# giant warranty



## verycreativeusername

i'm pretty upset about the warranty claim with giant so far :cryin: i thought giant was one of the better compaines when it comes to this? anyways, my story: I have a giant defy alliance and my LBS discovered a crack on the seat-tube... when we asked giant they said that they no longer had a "rep" in adelaide (australia) and that i would have to strip the frame and post it to melbourne... apart from the very slow reply, the cost of doing this (they won't pay) is equivilent to getting a new frame from the likes of Ribble... i'm just wondering if this is unique or if others have had a similar expierience? thanks


----------



## PJ352

verycreativeusername said:


> i'm pretty upset about the warranty claim with giant so far :cryin: i thought giant was one of the better compaines when it comes to this? anyways, my story: I have a giant defy alliance and my LBS discovered a crack on the seat-tube... when we asked giant they said that they no longer had a "rep" in adelaide (australia) and that i would have to strip the frame and post it to melbourne... apart from the very slow reply, the cost of doing this (they won't pay) is equivilent to getting a new frame from the likes of Ribble... i'm just wondering if this is unique or if others have had a similar experience? thanks


In my experience, no matter the brand, the LBS has a large influence on how well (and quickly) warranty issues are processed and resolved. The better their rapport with the rep, the better the odds of a satisfactory resolution. 

You're at a disadvantage in that there's no longer a rep available, but that begs the question of how much motivation your LBS has to continue to stock Giant bikes. A question I'd think they'd pose to their contact at Giant. Offering a lifetime warranty is essentially useless without the support required to process claims. 

OTOH, it could be argued that your LBS should be willing to foot the bill for shipping to Melbourne. If you're a good customer, something you may want to pursue. 

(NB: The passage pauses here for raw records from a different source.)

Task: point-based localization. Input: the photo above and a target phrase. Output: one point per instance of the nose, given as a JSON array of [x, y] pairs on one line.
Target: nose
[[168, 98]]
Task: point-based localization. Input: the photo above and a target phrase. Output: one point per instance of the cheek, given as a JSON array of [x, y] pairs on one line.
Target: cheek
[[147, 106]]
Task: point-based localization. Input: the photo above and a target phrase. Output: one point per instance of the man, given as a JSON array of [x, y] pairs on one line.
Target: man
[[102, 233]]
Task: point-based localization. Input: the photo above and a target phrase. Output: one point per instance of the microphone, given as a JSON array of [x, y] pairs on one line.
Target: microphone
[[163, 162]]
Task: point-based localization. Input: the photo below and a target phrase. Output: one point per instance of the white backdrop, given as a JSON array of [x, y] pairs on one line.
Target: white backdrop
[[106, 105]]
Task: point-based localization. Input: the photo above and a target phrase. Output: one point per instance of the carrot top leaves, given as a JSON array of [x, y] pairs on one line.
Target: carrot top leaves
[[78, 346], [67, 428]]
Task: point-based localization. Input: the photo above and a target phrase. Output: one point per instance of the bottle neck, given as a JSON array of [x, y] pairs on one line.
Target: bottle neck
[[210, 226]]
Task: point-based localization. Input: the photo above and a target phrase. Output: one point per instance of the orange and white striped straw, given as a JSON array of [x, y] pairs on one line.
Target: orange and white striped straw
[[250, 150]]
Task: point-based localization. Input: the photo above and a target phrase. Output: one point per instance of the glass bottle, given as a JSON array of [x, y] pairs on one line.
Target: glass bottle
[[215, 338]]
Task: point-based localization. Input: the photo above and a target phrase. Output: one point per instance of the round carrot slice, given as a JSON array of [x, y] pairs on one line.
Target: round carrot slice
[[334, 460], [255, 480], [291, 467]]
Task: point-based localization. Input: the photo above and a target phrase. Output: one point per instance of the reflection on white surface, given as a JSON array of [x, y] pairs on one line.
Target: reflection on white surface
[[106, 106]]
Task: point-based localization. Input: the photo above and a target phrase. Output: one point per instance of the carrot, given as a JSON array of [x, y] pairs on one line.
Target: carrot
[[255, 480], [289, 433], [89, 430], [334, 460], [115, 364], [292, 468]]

All that said, my advice is to ask your LBS to work on your behalf above the rep level. If for some reason that doesn't get you results, ask for the contact info and plead your case directly. Depending on how this unfolds/ the level of support you receive from your LBS, you may want to consider dealing with another in the future, and tactfully explaining why to your current shop.


----------



## Swerny

How much is the shipping? 

While big, a road frame is light, so it can't be that expensive. 

If it means getting a new frame (assuming you are the original owner) I would pony up for the shipping. 

Most companies even state as much on their websites (owner is responsible for shipping).

From the Giant Website:

2. What is the warranty on my Giant bicycle?
Giant Bicycle, Inc. ("Giant") warrants the frame and rigid fork of each new Giant brand bicycle and Giant brand frameset to be free from defects in material and workmanship for as long as the original purchaser owns the bicycle. Paint finish and all other original components, and all Giant brand repair parts, replacement parts, and accessories, are warranted to be free from defects in material or workmanship for a period of one year from the original date of purchase. This warranty applies only to bicycles and framesets purchased new from, and assembled by, an Authorized Giant Retailer.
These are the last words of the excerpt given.